El yo presentable cambia, en muchos casos, de interacción en interacción y acomodamos nuestra personalidad a la situación en que nos encontramos con una facilidad, que hace todo irreal. Los niveles de plasticidad en este sentido han superados los límites y dimensiones que conocíamos en el pasado. En muchos casos, la imagen personal, que se trasmite, no es una imagen verdadera de uno mismo, sino una alternativa cambiable a las exigencias del caso y deja en nosotros elegir quiénes somos o pretendemos ser. Se usan por ejemplos fotos que pertenecen a otras personas o se presenta un perfil que no refleja nuestra situación personal como estado civil, edad, profesión, etc. convirtiéndonos en un avatar entre muchos posibles de nosotros.

La virtualidad hace posible la superficialidad, la falsedad y el engaño, alterando el concepto de mundo, de una realidad que se impone y nos obliga a adaptarnos, a una realidad fácilmente alterable, casi opcional, donde sin mayores resistencias, nos acomodamos y modificamos. Pero la realidad virtual es en sí insuficiente y la interacción directa con el mundo real es necesaria para la sobrevivencia y esto provoca una nueva y reciente división a nivel de identidad, que refleja el abismo que hemos creado entre estas dos dimensiones: la virtual y la factual. Una de las contradicciones es por ejemplo sentirse aparentemente fuerte y ser emotivamente débil.

La causa de esta divergencia es explicable, usando como imagen el curso de las aguas de un río: en el ambiente real, la resistencia de terreno obliga a dar vueltas y saltos y sin resistencia alguna, en el mundo del deseo, el río impone su propio curso aparentemente ideal, como realidad virtual sin ser realidad o sin existir objetivamente, y así en lo virtual, nos proyectamos y en el mundo concreto nos adaptamos y tomamos forma, definiéndonos como individuo. Es decir, asumiendo una identidad concreta, templándonos. Uno de los indicios de debilidad emocional es la incapacidad de afrontar conflictos interpersonales de manera asertiva y este fenómeno se manifiesta sobre todo entre los jóvenes que están completamente «absorbidos» en el mundo virtual. Otro indicio es la falta de intereses concretos y planes futuros que den dirección a la identidad. La falta de planes concretos, proyectividad futura surge como una de las características de las nuevas generaciones.
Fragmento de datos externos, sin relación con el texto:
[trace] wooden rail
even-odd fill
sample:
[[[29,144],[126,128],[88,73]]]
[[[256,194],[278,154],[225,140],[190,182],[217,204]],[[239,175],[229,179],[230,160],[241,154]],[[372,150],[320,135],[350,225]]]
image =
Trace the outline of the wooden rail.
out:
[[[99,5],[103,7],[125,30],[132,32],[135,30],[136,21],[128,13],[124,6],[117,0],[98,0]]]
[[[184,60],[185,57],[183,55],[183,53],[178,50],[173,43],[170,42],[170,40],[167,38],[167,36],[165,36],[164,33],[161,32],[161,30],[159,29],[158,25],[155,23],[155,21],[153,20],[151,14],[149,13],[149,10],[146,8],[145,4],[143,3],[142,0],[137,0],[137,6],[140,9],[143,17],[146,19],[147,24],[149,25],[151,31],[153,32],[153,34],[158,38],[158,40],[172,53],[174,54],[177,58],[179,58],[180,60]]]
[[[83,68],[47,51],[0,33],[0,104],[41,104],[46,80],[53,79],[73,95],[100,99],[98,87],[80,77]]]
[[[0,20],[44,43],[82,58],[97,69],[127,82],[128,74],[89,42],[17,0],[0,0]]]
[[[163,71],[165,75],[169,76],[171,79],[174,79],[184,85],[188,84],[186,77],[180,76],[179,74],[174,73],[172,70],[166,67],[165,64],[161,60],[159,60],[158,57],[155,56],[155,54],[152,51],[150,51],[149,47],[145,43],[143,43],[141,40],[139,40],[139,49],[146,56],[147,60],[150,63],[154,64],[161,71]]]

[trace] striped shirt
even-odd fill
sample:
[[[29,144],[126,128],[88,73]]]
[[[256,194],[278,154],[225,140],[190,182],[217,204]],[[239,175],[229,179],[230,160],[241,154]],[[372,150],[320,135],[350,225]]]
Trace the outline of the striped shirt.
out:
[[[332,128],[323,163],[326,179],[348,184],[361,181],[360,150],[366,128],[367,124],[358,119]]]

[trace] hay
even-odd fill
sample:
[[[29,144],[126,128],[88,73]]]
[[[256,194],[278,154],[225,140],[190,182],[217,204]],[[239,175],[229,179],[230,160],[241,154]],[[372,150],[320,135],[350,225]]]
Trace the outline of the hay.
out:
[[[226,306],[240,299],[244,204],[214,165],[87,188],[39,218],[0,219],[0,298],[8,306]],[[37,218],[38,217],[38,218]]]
En el cine o en el teatro, los actores viven un drama ficticio y su modo de ser y realidad, cambia de drama en drama, ya que usan nuevas máscaras y asumen nuevos roles. El mundo virtual es una escena teatral sin realidad circundante, se actúa en un vacío, donde nos convertimos en actores doblemente ficticios de un drama sin público y también, en un ser sin carácter, ya que este último se esfuma al desaparecer todas las exigencias, compromisos y realidades.

La relación entre virtualidad e identidad no está aún bien estudiada, pero la predominancia del mundo virtual trae y traerá una secuela de implicaciones interesantes. En cada persona existe un equilibrio entre identidad y emocionalidad y la posibilidad de cambiar identidad arbitrariamente, nos hace emocionalmente más dóciles y plásticos. Por otro lado, la juventud siempre ha ocupado un espacio abierto donde puede experimentar libremente y esto es importante, porque permite innovar, crear nuevas formas de ver el mundo y nuevas posibilidades. Pero esos espacios han sido siempre poblados por otros jóvenes que compartían el mismo tiempo y lugar y con los cuales se tenía una relación directa e intensa y esta dimensión falta en el mundo virtual.